Geographic distribution is something you can also get from that. If you have all the IP addresses you can do geolocation lookups and, if you want to, plot them on a map like what we did here (see left-hand image above). And I want to mention Mark Schlosser and some other guys who created the code we based this on. This is actually a live thing, so we send it a live feed of the crawling results and that displays these little red dots.
Okay, what we are usually after is we want to attack peer-to-peer botnets, so if you know all the nodes you might want to try and send them commands yourself, sometimes interesting commands like uninstall command: you send an uninstall command to all the bots you’ve identified, and they are the ones you can talk to, so it’s the backbone of the whole graph, so to speak – then you can kill the botnet entirely. Or if you can send requests for more information about the infected machines, you can for example get information about the operating system version or other stuff, that’s usually interesting as well.

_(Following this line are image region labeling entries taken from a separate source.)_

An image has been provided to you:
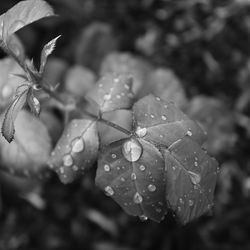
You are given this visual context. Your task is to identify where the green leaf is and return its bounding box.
[0,110,51,175]
[86,74,133,113]
[48,119,99,183]
[164,136,218,223]
[39,35,61,74]
[0,0,54,42]
[2,85,29,143]
[96,138,166,222]
[133,95,205,147]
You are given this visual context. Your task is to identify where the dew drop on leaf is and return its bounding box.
[103,164,110,172]
[122,139,142,162]
[135,127,147,138]
[104,186,115,196]
[63,155,73,167]
[133,192,143,204]
[72,138,85,153]
[148,184,156,192]
[188,171,201,185]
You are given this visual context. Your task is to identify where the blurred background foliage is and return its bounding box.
[0,0,250,250]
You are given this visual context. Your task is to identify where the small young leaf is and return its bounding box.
[39,36,61,74]
[0,0,54,40]
[86,73,133,113]
[2,86,29,143]
[0,110,51,175]
[133,95,205,147]
[96,138,166,222]
[27,88,41,116]
[48,119,99,184]
[164,136,218,223]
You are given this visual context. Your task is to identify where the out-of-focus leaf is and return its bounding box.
[0,110,51,175]
[86,73,134,113]
[100,53,151,97]
[96,138,166,222]
[0,0,54,42]
[48,119,99,183]
[1,85,29,142]
[0,57,24,110]
[65,65,96,96]
[164,136,218,223]
[133,95,205,147]
[39,35,61,74]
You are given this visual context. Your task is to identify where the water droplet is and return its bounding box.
[188,200,194,207]
[103,164,110,172]
[188,171,201,185]
[139,165,146,171]
[104,186,115,196]
[2,85,13,98]
[131,173,136,181]
[133,192,143,204]
[161,115,167,121]
[103,94,111,101]
[148,184,156,192]
[122,139,142,162]
[139,215,148,221]
[135,127,147,137]
[72,165,79,171]
[63,155,73,167]
[72,138,84,153]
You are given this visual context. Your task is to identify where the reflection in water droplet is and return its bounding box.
[63,155,73,167]
[188,171,201,185]
[139,215,148,221]
[133,192,143,204]
[131,173,136,181]
[148,184,156,192]
[72,138,84,153]
[104,186,115,196]
[136,127,147,137]
[103,164,110,172]
[103,94,111,101]
[122,139,142,162]
[188,200,194,207]
[139,165,146,171]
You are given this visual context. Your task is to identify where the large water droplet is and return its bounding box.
[148,184,156,192]
[188,171,201,185]
[135,127,147,137]
[133,192,143,204]
[131,173,136,181]
[139,165,146,171]
[104,186,115,196]
[122,139,142,162]
[63,155,73,167]
[72,138,84,153]
[103,164,110,172]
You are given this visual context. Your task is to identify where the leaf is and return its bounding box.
[27,88,41,116]
[0,0,54,42]
[48,119,99,184]
[164,136,218,223]
[39,35,61,74]
[133,95,205,147]
[0,57,24,110]
[0,110,51,175]
[2,86,29,143]
[86,74,133,113]
[96,138,166,222]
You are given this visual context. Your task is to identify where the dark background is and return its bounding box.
[0,0,250,250]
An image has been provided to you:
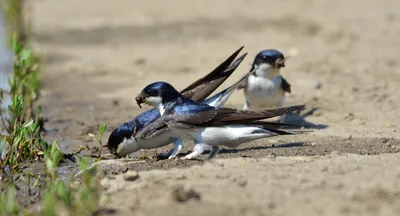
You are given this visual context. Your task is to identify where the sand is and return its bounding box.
[29,0,400,215]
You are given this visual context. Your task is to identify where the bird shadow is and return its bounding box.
[284,107,329,129]
[219,142,304,154]
[157,142,304,161]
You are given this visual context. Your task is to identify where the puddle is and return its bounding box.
[0,14,13,133]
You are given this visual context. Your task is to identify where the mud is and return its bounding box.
[25,0,400,215]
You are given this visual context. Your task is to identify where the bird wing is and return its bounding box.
[163,105,304,127]
[135,118,168,139]
[281,77,291,93]
[181,46,247,101]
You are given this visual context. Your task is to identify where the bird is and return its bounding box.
[135,81,304,159]
[107,46,247,158]
[238,49,291,122]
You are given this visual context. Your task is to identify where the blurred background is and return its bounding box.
[0,0,400,215]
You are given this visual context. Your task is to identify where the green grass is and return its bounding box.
[0,29,106,216]
[0,36,43,181]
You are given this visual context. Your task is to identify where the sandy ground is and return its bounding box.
[30,0,400,215]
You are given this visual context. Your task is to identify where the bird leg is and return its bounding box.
[207,146,220,160]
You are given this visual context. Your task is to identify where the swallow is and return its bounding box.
[107,47,247,158]
[136,82,304,159]
[238,49,291,116]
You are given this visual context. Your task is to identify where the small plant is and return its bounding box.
[0,36,46,181]
[42,151,99,216]
[88,124,107,158]
[0,185,20,215]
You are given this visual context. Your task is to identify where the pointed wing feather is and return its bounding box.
[163,105,304,127]
[181,46,244,94]
[182,53,247,101]
[281,77,291,93]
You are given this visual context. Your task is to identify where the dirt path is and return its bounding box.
[31,0,400,215]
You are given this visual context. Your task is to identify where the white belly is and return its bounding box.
[171,125,275,148]
[117,130,175,156]
[245,76,285,108]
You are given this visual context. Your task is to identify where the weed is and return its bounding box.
[88,124,107,158]
[0,36,43,180]
[0,185,20,215]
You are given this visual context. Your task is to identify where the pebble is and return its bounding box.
[124,171,139,181]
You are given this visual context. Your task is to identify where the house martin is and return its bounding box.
[107,47,246,158]
[238,49,291,120]
[136,82,304,159]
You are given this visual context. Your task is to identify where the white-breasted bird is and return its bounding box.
[238,49,291,115]
[136,82,304,159]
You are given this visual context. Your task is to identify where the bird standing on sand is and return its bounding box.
[238,49,291,117]
[107,47,246,158]
[136,82,304,159]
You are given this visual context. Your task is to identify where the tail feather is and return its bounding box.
[246,122,311,135]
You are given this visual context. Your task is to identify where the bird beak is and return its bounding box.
[275,57,288,68]
[135,94,146,108]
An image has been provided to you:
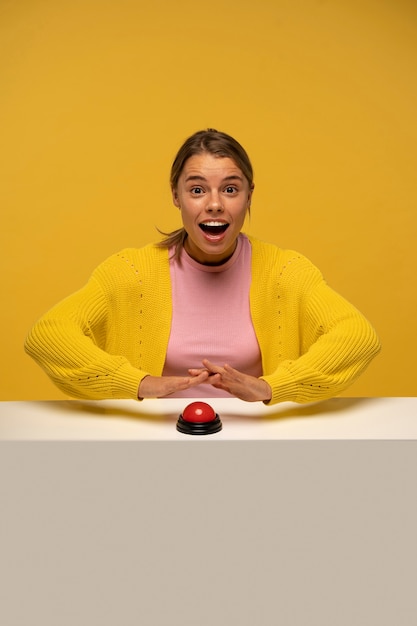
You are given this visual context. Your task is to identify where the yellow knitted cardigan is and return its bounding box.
[25,238,380,404]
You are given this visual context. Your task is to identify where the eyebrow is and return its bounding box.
[185,174,243,182]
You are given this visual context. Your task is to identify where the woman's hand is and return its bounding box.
[138,370,209,399]
[188,359,272,402]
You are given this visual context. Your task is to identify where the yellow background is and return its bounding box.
[0,0,417,400]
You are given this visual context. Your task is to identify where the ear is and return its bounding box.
[171,187,181,209]
[248,183,255,209]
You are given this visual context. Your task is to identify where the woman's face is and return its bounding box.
[172,152,253,264]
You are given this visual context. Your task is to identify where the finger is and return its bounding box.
[202,359,224,374]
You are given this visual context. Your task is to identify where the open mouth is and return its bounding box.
[199,221,229,235]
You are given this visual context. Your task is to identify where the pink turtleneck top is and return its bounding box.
[163,234,262,398]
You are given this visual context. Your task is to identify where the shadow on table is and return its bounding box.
[254,398,380,420]
[41,400,178,422]
[39,398,380,423]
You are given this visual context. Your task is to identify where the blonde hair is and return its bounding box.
[157,128,253,258]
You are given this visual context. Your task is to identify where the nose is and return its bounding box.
[206,192,223,213]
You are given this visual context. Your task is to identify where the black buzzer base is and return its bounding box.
[177,413,222,435]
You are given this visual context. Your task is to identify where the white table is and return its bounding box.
[0,397,417,443]
[0,398,417,626]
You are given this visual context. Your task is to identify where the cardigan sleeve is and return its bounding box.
[262,257,381,404]
[25,276,147,400]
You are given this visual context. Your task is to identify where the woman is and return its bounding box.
[25,129,380,403]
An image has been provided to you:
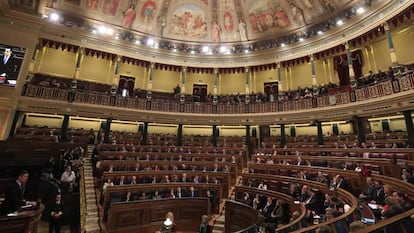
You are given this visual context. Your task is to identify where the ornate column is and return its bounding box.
[60,114,69,142]
[280,124,286,148]
[73,47,84,79]
[246,125,252,154]
[177,123,183,146]
[28,41,41,73]
[403,110,414,147]
[104,117,112,143]
[345,42,356,87]
[9,110,21,138]
[276,61,283,99]
[316,120,324,145]
[141,122,148,145]
[213,67,219,104]
[244,66,250,113]
[147,62,155,101]
[212,125,217,147]
[384,22,398,65]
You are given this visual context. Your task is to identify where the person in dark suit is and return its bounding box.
[1,170,37,214]
[0,48,19,84]
[49,193,63,233]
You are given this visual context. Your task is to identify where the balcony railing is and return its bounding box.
[22,73,414,114]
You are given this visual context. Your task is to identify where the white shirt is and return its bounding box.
[60,171,76,183]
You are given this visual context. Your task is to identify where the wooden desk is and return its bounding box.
[106,198,210,233]
[0,204,45,233]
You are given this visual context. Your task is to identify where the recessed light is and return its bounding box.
[357,7,365,14]
[50,12,60,21]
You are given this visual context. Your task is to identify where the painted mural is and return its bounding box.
[47,0,360,43]
[167,4,207,38]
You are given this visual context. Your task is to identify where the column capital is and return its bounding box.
[382,21,390,31]
[344,41,349,50]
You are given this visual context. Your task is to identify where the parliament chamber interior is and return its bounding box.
[0,0,414,233]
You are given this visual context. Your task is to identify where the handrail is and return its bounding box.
[22,74,414,114]
[234,186,306,232]
[79,166,87,232]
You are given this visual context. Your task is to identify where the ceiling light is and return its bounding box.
[50,12,60,21]
[106,28,114,35]
[201,46,210,53]
[147,38,155,46]
[357,7,365,14]
[98,25,108,34]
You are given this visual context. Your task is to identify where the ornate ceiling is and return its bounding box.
[0,0,410,67]
[42,0,364,43]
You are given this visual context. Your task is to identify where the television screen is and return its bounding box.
[0,44,26,87]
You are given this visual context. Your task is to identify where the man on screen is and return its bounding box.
[0,48,19,84]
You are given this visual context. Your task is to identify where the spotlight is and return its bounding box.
[98,25,108,34]
[201,46,210,53]
[357,7,365,14]
[50,12,60,22]
[147,38,155,46]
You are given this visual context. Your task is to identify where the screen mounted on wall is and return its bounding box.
[0,44,26,87]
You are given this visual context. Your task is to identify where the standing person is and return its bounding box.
[1,170,37,214]
[0,48,18,84]
[212,21,221,43]
[49,193,63,233]
[198,215,209,233]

You can also manipulate the peer-to-peer infrastructure. Think about it: if you can generate your own peerlists and then propagate these into peer-to-peer network, you can, basically, tamper with that infrastructure, and we will talk about that in a little bit. Ideally, you might be able to sink the whole thing by replacing all the legitimate entries in the peerlist with your own ones and by that have all peers talking to your machine, which means that nobody else has access over them anymore.If you think about crawling strategies, you might ask yourself: “Do I want to implement a depth-first search (DFS) or breadth-first search (BFS)?” It doesn’t really matter, at least that’s what we think, because, first off, it’s not a tree, it’s a graph; I mean, you can distinguish the two strategies anyway, but it doesn’t really matter because it’s dynamic. It’s changing all the time anyway, so it doesn’t really matter which nodes you start with and which nodes you continue with. At some point, if you are quick enough, you will hopefully be able to learn the biggest part of the reachable machines.
If you track the infected machines you need to be able to distinguish: “Have I seen that IP address, or have I seen that peer before? Do I want to include it in my lists?” And if you rely on the IP addresses only, that’s a bit of a problem because, as I’ve already mentioned, there’s a lot of IP churn – you know, IP addresses that change after 24 hours; and if you happen to crawl a peer and then the IP address changes, you contact it again and you count it twice, so you want to avoid that otherwise you get screwed numbers.
Some P2P protocols are nice, they implement unique IDs, especially ones that implement overlay networks because you need them for routing. And if you have that, then you can have more accurate numbers. When you’re done with the crawling and this curve converges because you don’t learn about any new peers anymore, and if there are some changes – then it’s due to churn.